I believe in God, I believe in Judaism, I have pride in that and couldn't imagine my life not being Orthodox. It doesn't seem like an option. For the first year or so of being out, I would say I struggled greatly with whether or not I was going to be religious and how I could go to a gay bar with a yarmulka. But then I envisioned a life without a yarmulka and that was an even scarier thought. It was a process and it took time.

But I wouldn't have it any other way.


  1. Okay, but what if that bigger picture looks down on who I am, my choices, who I want to be with? What if those steps I take are purposeful, but I know that most of mainstream Orthodoxy thinks that they're the opposite of purposeful? What if my idea of bettering myself doesn't seem to jive with the Torah's view of bettering oneself?

    I feel like this strong movement of people, this larger nation, probably doesn't want someone like me to be part of their movement. I do believe in God, but believing in Judaism is something else, because it also requires you to believe in the people of God.

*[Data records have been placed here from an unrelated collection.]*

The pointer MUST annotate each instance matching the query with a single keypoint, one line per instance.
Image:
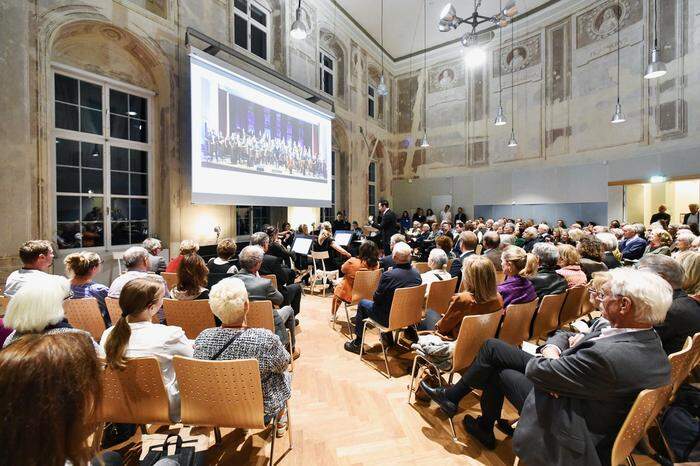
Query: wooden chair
(571, 309)
(643, 412)
(366, 282)
(192, 316)
(422, 267)
(473, 332)
(170, 279)
(233, 398)
(440, 294)
(516, 323)
(547, 318)
(85, 314)
(260, 315)
(406, 309)
(135, 395)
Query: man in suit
(683, 317)
(272, 265)
(402, 275)
(632, 247)
(262, 289)
(388, 225)
(574, 399)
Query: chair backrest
(85, 314)
(233, 393)
(571, 308)
(135, 395)
(547, 318)
(422, 267)
(271, 277)
(365, 284)
(473, 332)
(440, 293)
(113, 309)
(516, 323)
(644, 410)
(192, 316)
(170, 279)
(406, 307)
(260, 315)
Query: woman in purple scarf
(516, 289)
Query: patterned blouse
(253, 343)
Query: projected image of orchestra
(254, 138)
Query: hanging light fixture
(382, 90)
(299, 31)
(656, 67)
(618, 116)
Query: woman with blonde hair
(82, 267)
(515, 289)
(135, 335)
(570, 266)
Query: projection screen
(254, 143)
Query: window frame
(248, 19)
(106, 141)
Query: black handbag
(182, 456)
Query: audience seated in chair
(261, 289)
(402, 275)
(233, 340)
(583, 384)
(37, 257)
(82, 267)
(135, 335)
(367, 259)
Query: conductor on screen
(388, 225)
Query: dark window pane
(91, 155)
(138, 130)
(92, 208)
(139, 209)
(66, 117)
(258, 42)
(120, 183)
(67, 152)
(119, 159)
(138, 107)
(90, 121)
(139, 185)
(240, 32)
(118, 102)
(90, 95)
(68, 236)
(67, 180)
(139, 161)
(119, 127)
(120, 233)
(92, 181)
(120, 208)
(93, 234)
(66, 89)
(67, 208)
(258, 15)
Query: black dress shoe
(352, 347)
(439, 397)
(483, 435)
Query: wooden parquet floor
(344, 412)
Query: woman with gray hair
(228, 300)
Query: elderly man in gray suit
(574, 398)
(260, 289)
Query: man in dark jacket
(574, 399)
(683, 317)
(547, 280)
(402, 275)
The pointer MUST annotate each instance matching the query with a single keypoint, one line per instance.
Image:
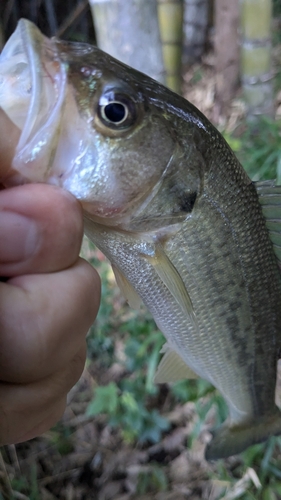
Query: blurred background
(122, 437)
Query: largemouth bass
(168, 203)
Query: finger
(53, 315)
(41, 229)
(27, 411)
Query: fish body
(168, 203)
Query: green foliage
(27, 485)
(152, 481)
(259, 149)
(126, 403)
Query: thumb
(9, 137)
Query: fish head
(97, 128)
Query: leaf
(105, 400)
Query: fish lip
(47, 78)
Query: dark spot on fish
(187, 202)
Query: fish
(187, 232)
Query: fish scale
(168, 203)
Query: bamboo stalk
(170, 16)
(256, 65)
(196, 17)
(128, 30)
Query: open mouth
(32, 91)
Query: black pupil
(115, 112)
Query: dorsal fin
(172, 367)
(270, 200)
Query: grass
(127, 403)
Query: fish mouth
(32, 91)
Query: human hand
(47, 305)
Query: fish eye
(116, 111)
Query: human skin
(48, 300)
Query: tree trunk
(256, 71)
(226, 55)
(128, 30)
(170, 16)
(195, 29)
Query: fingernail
(19, 237)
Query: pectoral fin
(127, 289)
(173, 281)
(172, 367)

The majority of which don't want me the way I am.

  2. I really admire how you remain so strong in your convictions, even with so much being thrown against you. Your choice to remain Orthodox proves how real it is.
    But, like with any "stigma" or "group" that doesn't fit the normal standards, they are often looked down upon/rejected. But it's a matter of acceptance that people need to learn and understand and be able to see a person for who he is, who can become.... not for the label that we attach to them, especially when it is wrongly given.
    Be strong, and be proud. Thank you for renewing my beliefs.

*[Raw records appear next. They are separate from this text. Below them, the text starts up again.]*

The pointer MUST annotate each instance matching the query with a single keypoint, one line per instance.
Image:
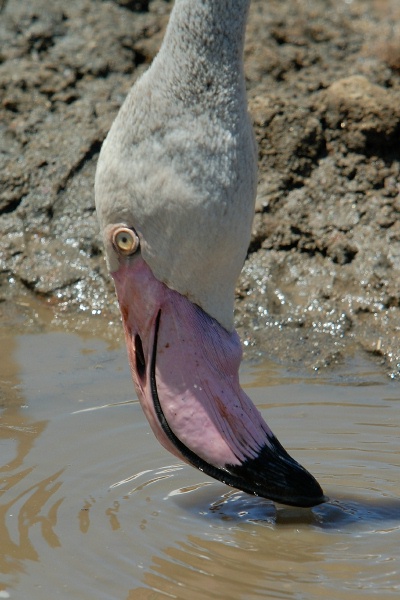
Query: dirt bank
(323, 271)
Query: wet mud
(322, 277)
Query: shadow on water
(335, 514)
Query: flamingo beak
(185, 369)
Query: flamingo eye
(125, 241)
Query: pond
(92, 507)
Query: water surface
(92, 507)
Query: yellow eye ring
(125, 241)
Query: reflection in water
(21, 511)
(71, 436)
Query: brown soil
(323, 272)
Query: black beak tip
(275, 475)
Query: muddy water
(91, 506)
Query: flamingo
(175, 189)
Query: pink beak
(185, 368)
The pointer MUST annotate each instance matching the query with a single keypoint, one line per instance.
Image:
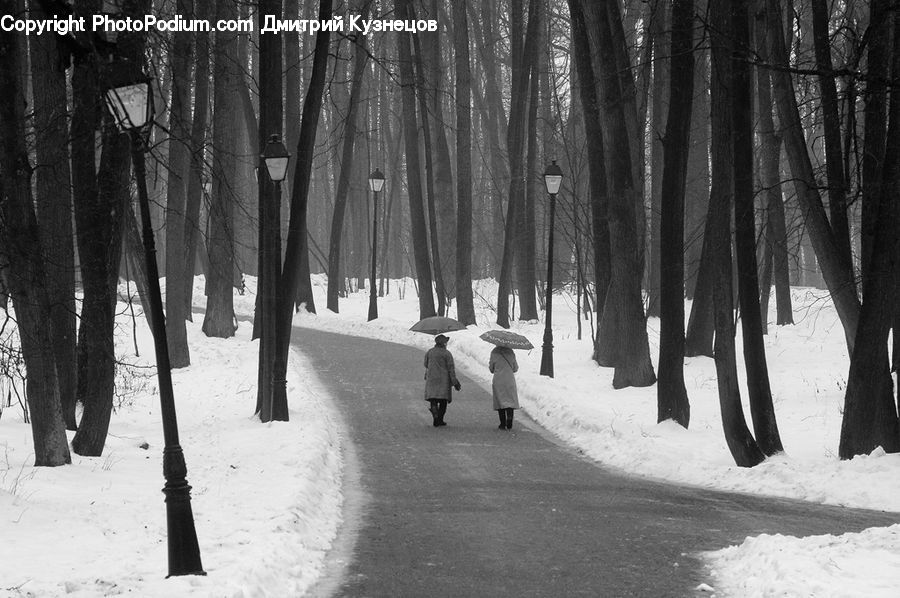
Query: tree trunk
(661, 88)
(196, 177)
(762, 410)
(837, 271)
(413, 170)
(870, 414)
(743, 447)
(672, 399)
(831, 122)
(297, 230)
(878, 40)
(430, 202)
(465, 309)
(219, 318)
(623, 331)
(269, 204)
(20, 242)
(54, 207)
(515, 142)
(100, 251)
(770, 176)
(176, 191)
(360, 57)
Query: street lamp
(130, 100)
(376, 182)
(552, 181)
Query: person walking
(506, 398)
(440, 379)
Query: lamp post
(376, 182)
(130, 100)
(274, 159)
(552, 181)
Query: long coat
(440, 374)
(503, 365)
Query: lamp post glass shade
(276, 159)
(131, 105)
(553, 178)
(376, 181)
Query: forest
(712, 151)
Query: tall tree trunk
(269, 203)
(100, 209)
(672, 399)
(587, 93)
(838, 272)
(770, 176)
(413, 170)
(54, 206)
(465, 309)
(744, 449)
(444, 207)
(195, 189)
(878, 40)
(662, 56)
(831, 122)
(435, 241)
(21, 243)
(623, 331)
(177, 282)
(297, 230)
(360, 56)
(762, 410)
(870, 414)
(219, 318)
(515, 142)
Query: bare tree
(20, 242)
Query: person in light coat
(440, 378)
(506, 398)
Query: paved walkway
(471, 510)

  3. wow thank u Ely needed to read that post!!!

  4. I don't get how you could believe in it, or how you justify being a part of an explicitly homophobic religion, but I do get that you get something on an emotional level out of being a part of it. I just wonder if you could get that thing somewhere else without all the horrible homophobic garbage.

    I don't know if you read Andrew Sullivan, who is a great blogger who is both gay and Catholic, but you might be interested in his take on that position.

  5. "I don't get how you could believe in it, or how you justify being a part of an explicitly homophobic religion"

    And that will never change unless individuals like Ely stay on the inside and fight against it. If something is valuable to you but flaws you can either try and fix it or throw it away. Walking a way might be easy but my bet is future generations of gay Jews will thank Ely and many others for not quiting and fighting to change the hearts and minds of our community for the better.


  6. I can hear the beauty of your commitment to Judaism in your post. Some groups are more difficult to shift than others but there can be joy there too.